Zie COM-onderdelen beschikbaar maken voor .NET Framework voor meer informatie.
C# beschikbaar maken voor COM
COM-clients kunnen C#-typen gebruiken die correct zijn weergegeven. De basisstappen voor het beschikbaar maken van C#-typen zijn als volgt:
- Voeg interoperabiliteitskenmerken toe aan het C#-project. U kunt een assembly COM zichtbaar maken door de eigenschappen van het C#-project te wijzigen. Voor meer informatie, zie het dialoogvenster Assembly-informatie.
- Genereer een COM-typebibliotheek en registreer deze voor COM-gebruik.

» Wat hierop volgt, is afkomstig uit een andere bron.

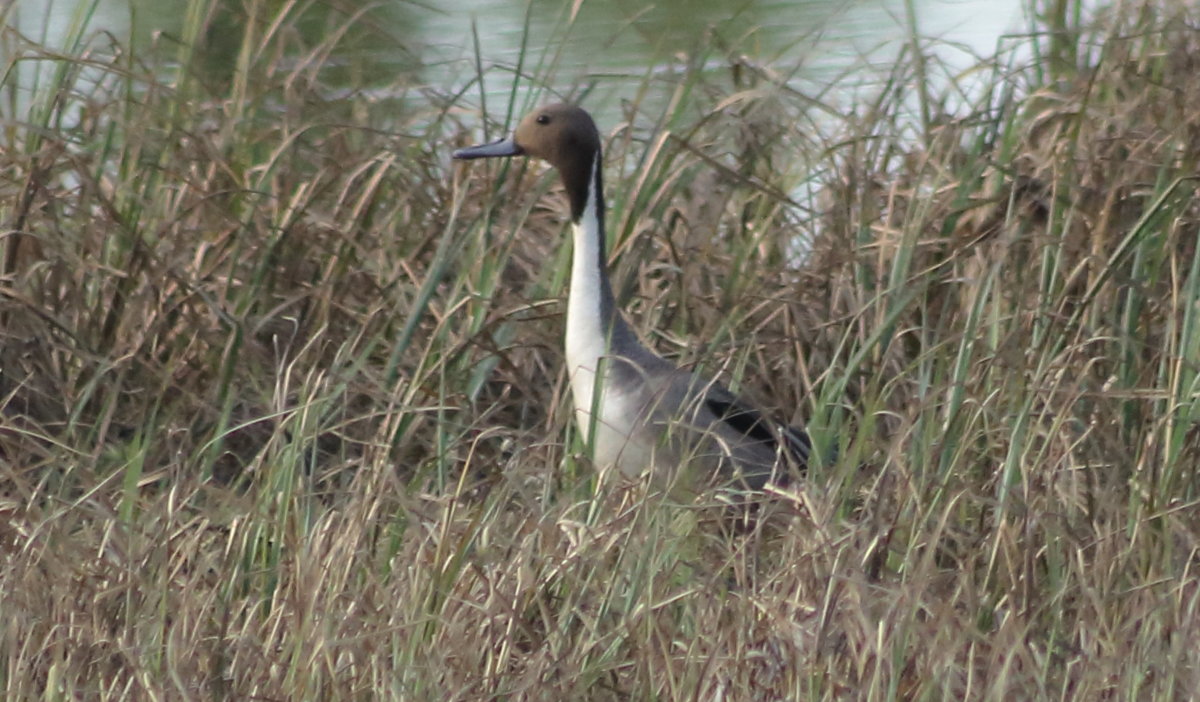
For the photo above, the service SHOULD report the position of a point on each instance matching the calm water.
(611, 46)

U kunt C#-projecteigenschappen wijzigen om de C#-assembly automatisch te registreren voor COM-interop. Visual Studio maakt gebruik van het Regasm.exe (Assembly Registration Tool) met behulp van de
/tlb
opdrachtregelswitch, die een beheerde assembly als invoer gebruikt om een typebibliotheek te genereren. In deze typebibliotheek worden depublic
typen in de assembly beschreven en registervermeldingen toegevoegd, zodat COM-clients beheerde klassen kunnen maken.
Zie .NET Framework-onderdelen beschikbaar maken voor COM - en voorbeeld-COM-klasse voor meer informatie.